Personal information
- Full name: Jan Erik Hellström
- Date of birth: February 21, 1960 (age 66)
- Place of birth: Söderköping, Sweden
- Height: 1.78 m (5 ft 10 in)
- Position: Striker

Youth career
- Örtomta GoIS
- 1973–1978: IF SAAB

Senior career*
- Years: Team / Apps / (Gls)
- 1978–1980: IF Saab / 40 / (33)
- 1981–1984: Norrköping / 80 / (36)
- 1985–1987: Örgryte / 47 / (20)
- 1988–1994: Norrköping / 185 / (80)
- 1995–1996: Hagahöjden / 15 / (8)
- 1998–1999: Åby IF / 14 / (?)

International career
- 1982–1988: Sweden U21/O / 15 / (8)
- 1986–1989: Sweden / 6 / (0)

= Jan Hellström =

Swedish footballer (born 1960)

Jan Erik "Janne" Hellström (born February 21, 1960) is a Swedish former footballer who played as a striker, most notably for IFK Norrköping. He won six caps for the Sweden national team between 1986 and 1989 and represented the Sweden Olympic team at the 1988 Summer Olympics.

==Career==
Hellström played Swedish top league football for IFK Norrköping (247 games, 102 goals) and Örgryte IS. He started his career in Örtomta GoIS as a youth, then moved, still in his teens, to IF Saab from Linköping.

In 1977, his first season as a senior, in the second division, Hellström scored three goals in five games. Saab was relegated and, in the following year, he had his real breakthrough as a senior playing, netting 25 goals. His achievements were soon recognised by clubs in the top level and, in 1981, he signed for Norrköping. Local rivals Åtvidabergs FF had tried to sign him since 1980, but nothing ever came of it.

After the season 1984 and numerous goals for Norrköping, Hellström suddenly left for Örgryte IS from Gothenburg. He commented the move in an interview to Norrköping's fansite gopeking.net:

"My decision to move was based on several factors. I did not feel the club was trying to invest in anything, the club only played the games, did not sign players and did not show any aspiration that they wanted anything. In addition, the football the coach at the time, Lars-Göran Qwist supported, was not a football I could support."
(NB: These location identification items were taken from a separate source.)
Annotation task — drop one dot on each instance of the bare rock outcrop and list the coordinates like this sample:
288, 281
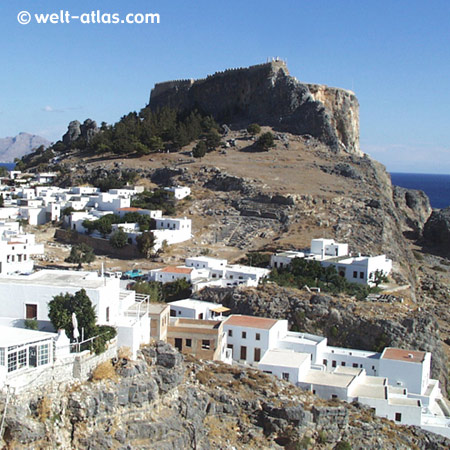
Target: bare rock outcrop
267, 94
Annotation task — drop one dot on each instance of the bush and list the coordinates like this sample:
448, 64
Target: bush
104, 371
118, 239
254, 129
200, 150
265, 141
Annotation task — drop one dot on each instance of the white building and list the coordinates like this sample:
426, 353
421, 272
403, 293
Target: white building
179, 192
197, 309
360, 269
28, 297
16, 249
284, 259
328, 248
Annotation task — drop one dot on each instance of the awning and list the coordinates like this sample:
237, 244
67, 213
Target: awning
220, 309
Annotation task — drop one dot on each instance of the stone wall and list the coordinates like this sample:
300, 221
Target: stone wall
100, 246
268, 95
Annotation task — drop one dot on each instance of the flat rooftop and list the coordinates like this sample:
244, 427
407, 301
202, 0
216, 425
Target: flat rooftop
60, 278
403, 355
327, 379
156, 308
369, 391
250, 322
10, 336
284, 358
193, 303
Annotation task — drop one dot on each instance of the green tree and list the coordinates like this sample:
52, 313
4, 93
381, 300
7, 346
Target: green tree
119, 239
176, 290
254, 129
60, 311
265, 141
212, 140
379, 277
146, 243
80, 254
200, 150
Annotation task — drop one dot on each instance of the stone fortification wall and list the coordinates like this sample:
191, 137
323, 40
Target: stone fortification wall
267, 94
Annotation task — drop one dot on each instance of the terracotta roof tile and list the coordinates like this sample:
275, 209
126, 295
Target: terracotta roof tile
251, 322
174, 269
403, 355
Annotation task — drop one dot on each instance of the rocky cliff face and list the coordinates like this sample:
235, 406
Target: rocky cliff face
87, 130
268, 95
164, 403
360, 325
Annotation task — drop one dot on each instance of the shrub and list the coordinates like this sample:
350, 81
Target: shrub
265, 141
200, 150
254, 129
104, 371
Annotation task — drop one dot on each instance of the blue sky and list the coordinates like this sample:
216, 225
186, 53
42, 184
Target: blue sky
394, 54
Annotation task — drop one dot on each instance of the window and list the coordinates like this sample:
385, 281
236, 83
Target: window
43, 355
30, 311
12, 361
22, 358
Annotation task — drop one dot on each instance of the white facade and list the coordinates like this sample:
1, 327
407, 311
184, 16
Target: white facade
328, 248
16, 249
196, 309
179, 192
284, 259
361, 269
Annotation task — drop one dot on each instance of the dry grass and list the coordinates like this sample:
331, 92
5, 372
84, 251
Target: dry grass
125, 353
44, 408
104, 371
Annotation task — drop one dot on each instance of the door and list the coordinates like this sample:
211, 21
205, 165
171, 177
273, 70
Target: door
179, 344
30, 311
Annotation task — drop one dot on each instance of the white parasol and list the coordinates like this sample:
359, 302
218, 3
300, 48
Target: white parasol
76, 333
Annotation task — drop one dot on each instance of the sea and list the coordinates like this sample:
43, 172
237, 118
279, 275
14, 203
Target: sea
436, 186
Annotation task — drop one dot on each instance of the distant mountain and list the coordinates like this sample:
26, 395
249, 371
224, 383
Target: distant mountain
17, 146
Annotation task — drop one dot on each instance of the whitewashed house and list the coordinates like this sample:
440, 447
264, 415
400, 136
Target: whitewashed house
179, 192
16, 249
27, 297
283, 259
197, 309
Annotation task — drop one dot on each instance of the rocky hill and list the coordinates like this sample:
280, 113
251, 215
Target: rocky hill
161, 402
268, 95
20, 145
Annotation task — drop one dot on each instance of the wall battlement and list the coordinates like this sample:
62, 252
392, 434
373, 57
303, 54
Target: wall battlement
267, 94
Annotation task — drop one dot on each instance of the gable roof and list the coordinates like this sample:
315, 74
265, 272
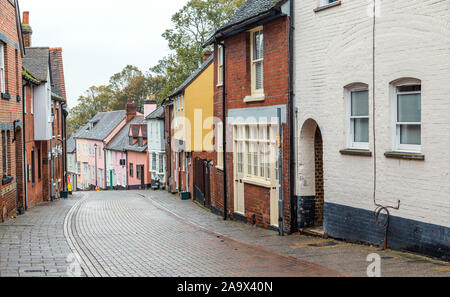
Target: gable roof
121, 142
250, 12
193, 76
36, 62
158, 114
71, 142
57, 72
101, 125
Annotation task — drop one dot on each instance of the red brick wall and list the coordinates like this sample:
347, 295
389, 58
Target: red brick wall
11, 110
276, 87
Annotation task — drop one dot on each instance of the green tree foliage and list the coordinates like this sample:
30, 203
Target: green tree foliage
192, 26
128, 85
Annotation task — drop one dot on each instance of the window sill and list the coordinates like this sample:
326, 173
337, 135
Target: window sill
255, 98
405, 156
255, 182
323, 7
356, 152
6, 96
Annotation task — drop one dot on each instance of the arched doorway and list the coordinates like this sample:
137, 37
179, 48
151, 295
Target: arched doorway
311, 184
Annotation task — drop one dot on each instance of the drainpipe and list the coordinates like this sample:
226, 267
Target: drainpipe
52, 197
280, 174
294, 225
96, 169
25, 171
224, 127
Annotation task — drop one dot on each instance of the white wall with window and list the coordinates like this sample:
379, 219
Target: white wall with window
357, 101
411, 115
406, 96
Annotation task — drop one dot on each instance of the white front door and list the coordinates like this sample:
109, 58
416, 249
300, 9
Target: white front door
238, 160
275, 180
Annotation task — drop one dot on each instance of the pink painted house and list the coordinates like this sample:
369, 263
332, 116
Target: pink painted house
91, 143
127, 154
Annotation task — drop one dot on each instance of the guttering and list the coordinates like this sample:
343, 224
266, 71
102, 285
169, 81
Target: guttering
292, 154
241, 26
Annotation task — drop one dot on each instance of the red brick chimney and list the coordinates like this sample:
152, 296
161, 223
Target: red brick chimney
131, 110
26, 29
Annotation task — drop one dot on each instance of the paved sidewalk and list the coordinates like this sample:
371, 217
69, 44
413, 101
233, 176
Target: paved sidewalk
124, 234
34, 244
346, 258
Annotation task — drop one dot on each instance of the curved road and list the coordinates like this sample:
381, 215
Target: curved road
124, 234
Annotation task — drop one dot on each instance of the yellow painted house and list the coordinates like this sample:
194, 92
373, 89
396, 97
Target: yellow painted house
193, 105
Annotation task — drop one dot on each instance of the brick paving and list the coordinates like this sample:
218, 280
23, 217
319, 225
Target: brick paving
34, 244
124, 234
147, 233
350, 259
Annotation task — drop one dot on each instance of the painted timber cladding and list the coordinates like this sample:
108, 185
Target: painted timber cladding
198, 101
333, 48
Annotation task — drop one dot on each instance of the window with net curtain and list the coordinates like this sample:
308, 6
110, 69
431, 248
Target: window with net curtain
258, 61
359, 117
409, 116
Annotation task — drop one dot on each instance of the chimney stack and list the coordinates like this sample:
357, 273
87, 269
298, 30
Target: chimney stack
26, 29
150, 105
131, 111
206, 55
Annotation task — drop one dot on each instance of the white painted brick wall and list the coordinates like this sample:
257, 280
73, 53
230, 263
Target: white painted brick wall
333, 48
In 1988, even though his life was well both personally and at work, he eventually agreed on a return to Norrköping, with Tommy Wisell, manager/director at the club, playing an active role in convincing the player. Also during that year, Hellström had a breakthrough in his international career when he played for Sweden at the Seoul Olympic Games; he finished the tournament as the second best goalscorer in the group play with three goals, only behind Brazil's Romário (four). Sweden got knocked out of the tournament in the quarterfinal 1–2 defeat against Italy. His total record for the Olympics (including the qualifiers) was eight goals in 15 games.

 In the following year, 1989, Hellström was crowned the league's topscorer for the first and only time in his career, with 16 goals, as IFK Norrköping won the Swedish national championship by defeating Malmö FF in the final games. However, a severe leg injury in left him out of action for a lengthy period, although he continued to play with the club until 1994.
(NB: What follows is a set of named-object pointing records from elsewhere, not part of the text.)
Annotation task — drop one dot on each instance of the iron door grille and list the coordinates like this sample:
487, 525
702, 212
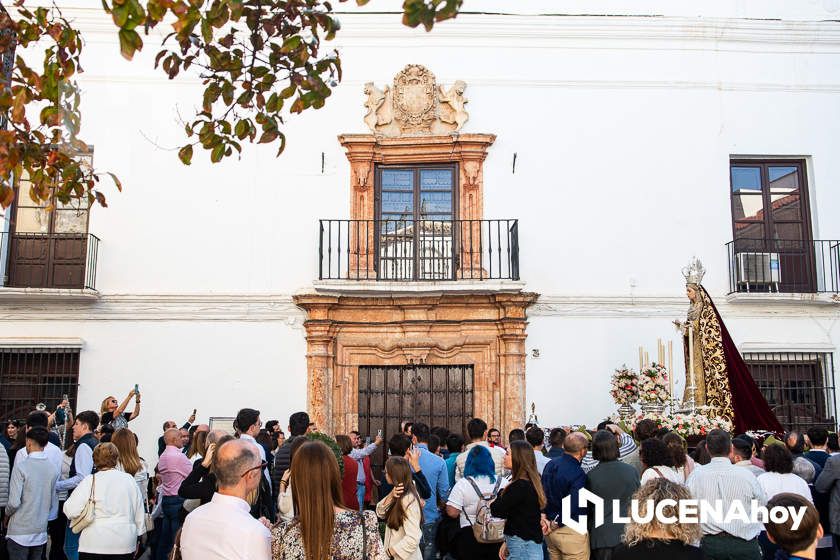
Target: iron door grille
798, 386
29, 376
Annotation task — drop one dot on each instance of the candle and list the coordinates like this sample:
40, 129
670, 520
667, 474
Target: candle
670, 355
671, 365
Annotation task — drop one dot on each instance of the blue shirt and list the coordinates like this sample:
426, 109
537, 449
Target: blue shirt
563, 476
434, 468
450, 468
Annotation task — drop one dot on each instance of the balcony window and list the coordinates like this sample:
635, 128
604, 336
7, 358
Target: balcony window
799, 387
48, 244
36, 375
772, 248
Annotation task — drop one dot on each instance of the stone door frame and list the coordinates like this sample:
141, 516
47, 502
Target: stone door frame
486, 331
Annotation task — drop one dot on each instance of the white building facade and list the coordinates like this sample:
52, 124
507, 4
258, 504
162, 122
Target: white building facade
616, 139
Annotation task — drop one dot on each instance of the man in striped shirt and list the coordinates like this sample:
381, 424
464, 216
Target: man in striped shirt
721, 480
626, 446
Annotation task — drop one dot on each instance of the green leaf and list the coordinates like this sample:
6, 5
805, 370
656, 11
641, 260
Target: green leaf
116, 181
185, 154
290, 44
242, 128
218, 153
130, 42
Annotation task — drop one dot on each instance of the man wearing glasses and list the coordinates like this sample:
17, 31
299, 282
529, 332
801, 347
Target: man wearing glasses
238, 471
247, 425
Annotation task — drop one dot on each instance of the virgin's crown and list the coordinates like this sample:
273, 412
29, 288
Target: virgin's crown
694, 272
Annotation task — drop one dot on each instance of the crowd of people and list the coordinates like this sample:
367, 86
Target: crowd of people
75, 487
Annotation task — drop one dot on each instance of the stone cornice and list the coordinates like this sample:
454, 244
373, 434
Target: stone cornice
539, 30
281, 307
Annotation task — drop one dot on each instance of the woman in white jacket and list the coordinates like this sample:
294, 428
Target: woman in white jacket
119, 515
402, 511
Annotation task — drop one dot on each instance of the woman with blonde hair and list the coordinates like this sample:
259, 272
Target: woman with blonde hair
323, 527
198, 446
653, 539
520, 503
113, 413
118, 509
402, 512
130, 461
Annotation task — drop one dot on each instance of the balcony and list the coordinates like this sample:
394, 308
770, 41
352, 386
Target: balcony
418, 250
49, 261
783, 266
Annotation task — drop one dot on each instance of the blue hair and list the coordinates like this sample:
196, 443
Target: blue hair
480, 463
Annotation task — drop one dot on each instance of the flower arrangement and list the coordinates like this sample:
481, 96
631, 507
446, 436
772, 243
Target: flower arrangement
624, 386
684, 424
653, 384
697, 424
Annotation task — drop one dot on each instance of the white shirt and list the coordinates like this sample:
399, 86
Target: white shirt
119, 517
542, 461
497, 453
721, 480
84, 466
223, 529
464, 498
56, 457
261, 450
776, 483
664, 472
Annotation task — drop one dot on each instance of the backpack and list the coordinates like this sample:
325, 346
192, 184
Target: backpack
486, 528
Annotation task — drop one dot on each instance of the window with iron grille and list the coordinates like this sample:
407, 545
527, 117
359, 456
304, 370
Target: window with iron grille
29, 376
798, 386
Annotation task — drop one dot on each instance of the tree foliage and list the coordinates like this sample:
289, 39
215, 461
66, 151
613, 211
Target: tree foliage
259, 60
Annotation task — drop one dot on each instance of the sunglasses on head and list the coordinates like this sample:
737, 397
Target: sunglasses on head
261, 466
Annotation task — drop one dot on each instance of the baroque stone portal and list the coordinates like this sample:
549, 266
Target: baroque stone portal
415, 105
486, 331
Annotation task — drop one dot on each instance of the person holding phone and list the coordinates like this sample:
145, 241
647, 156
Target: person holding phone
364, 477
112, 412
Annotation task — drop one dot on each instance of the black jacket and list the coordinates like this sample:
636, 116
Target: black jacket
200, 484
282, 462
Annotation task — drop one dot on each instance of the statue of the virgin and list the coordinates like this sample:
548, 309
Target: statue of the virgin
721, 380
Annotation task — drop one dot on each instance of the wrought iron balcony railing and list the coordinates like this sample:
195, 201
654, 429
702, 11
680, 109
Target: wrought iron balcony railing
776, 265
49, 260
418, 250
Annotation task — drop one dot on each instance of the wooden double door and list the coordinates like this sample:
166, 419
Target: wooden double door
435, 395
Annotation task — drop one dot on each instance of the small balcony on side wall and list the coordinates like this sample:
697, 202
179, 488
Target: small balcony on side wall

Subsequently, Hellström left for Hagahöjdens BK in the Swedish fourth division, where he remained until 1996. After two short half-season comebacks for Åby IF (in Norrköping), he ended his active career in 1999.

During his career, he was linked to Real Zaragoza (Spain) and Iraklis (Greece) but remained faithful to Norrköping. After retiring, Hellström (considered one of the best players in the club's history) joined the board of directors.